Having had the tour herself before, Liliana had stepped away (to “use the little girls’ room”), but now Beau could see her not far away, by herself, and the thought occurred to him that a nice dip in the pool might really be in order. Beau went over to her.

“What are you looking at?” he said.

“A section of roof.”

“Sounds interesting.”

She looked at him. “Is there something you needed?”

He looked back. “Ah, no, not really. I was trying to be friendly was all.”

“Oh. All right.”

“All right then, what’s with the roof?”

“What?”

“What’s with the roof? You said that’s what you were looking at before.”

“Before you showed up.”

“You know, you’re the one who came looking for me. What happened to hands on the leg?”

“It was one hand, not hands.”

“Goddamit, you’ve been coming on to me all day!”

“Excuse me, I don’t care to be yelled at right now, thank you.”

She started off, but he grabbed her arm.

“Let go of me.”

“Wait a second.”

“Let go!”

“Wait—”

She tore free. He let her go and watched her head back to the main house encountering Omar in passing as he returned with two brews carrying a quizzical expression on his face.
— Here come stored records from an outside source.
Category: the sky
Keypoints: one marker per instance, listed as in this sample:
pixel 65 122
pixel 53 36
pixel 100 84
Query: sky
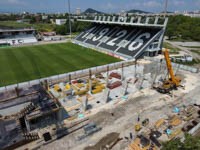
pixel 108 6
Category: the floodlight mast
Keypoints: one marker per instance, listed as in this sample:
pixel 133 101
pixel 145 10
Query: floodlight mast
pixel 70 25
pixel 166 7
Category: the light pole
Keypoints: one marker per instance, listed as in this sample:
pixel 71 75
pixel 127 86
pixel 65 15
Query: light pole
pixel 70 25
pixel 166 6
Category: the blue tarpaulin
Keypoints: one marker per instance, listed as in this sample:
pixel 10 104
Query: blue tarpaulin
pixel 80 116
pixel 176 109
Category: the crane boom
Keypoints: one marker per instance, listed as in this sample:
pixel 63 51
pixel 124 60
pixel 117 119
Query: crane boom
pixel 173 82
pixel 169 65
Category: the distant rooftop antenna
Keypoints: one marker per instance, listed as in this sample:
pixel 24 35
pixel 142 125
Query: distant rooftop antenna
pixel 166 6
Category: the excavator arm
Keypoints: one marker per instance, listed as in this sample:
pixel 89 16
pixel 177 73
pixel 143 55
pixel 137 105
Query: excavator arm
pixel 172 82
pixel 171 78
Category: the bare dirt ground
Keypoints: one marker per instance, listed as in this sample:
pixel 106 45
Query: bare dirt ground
pixel 118 118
“What’s her problem?” he said sitting down.

Beau shrugged. “I really haven’t the foggiest. She said she was looking at that circular section of roof capping your castle. I like those wooden shingles, by the way. Anyway, she was staring at it. I thought there might be something to talk about. So I asked her what was up with that and she freaked out.”

“You asked her what was up with the roof? That’s good. I can tell you what’s up with that. It used to be the top of the cultural center. But around the same time I bought Rasta Pasta, I also snapped up the cultural center building, and it needed a lot of work. So now we’re putting up a whole new building.”

Actually the Regal Lager wasn’t half bad. He’d always heard people joke how crappy it was. Now he got to thinking how it kind of grew on you, and almost mentioned this to Omar as a compliment before catching himself. He didn’t want to be rude. Instead he said, “What exactly do they do at the cultural center?”

“Fuck if I know. It won’t be that anymore. I liked the old peak, though. Goes good there.”

From rooftops they jumped to solar panels, from solar panels to sundry other alternative energy forms, until, during a momentary lull, Beau blurted, “Diane Lane!”

“Who? What?”

“Sorry about that. It just occurred to me, someone I saw. I knew she looked like somebody.”

“Okay, all right. I guess that happens. Where was this now?”

“Out in the woods off the Avenue, near Madrani.”

“When?”

“Earlier this evening. A pack of women on ATVs.”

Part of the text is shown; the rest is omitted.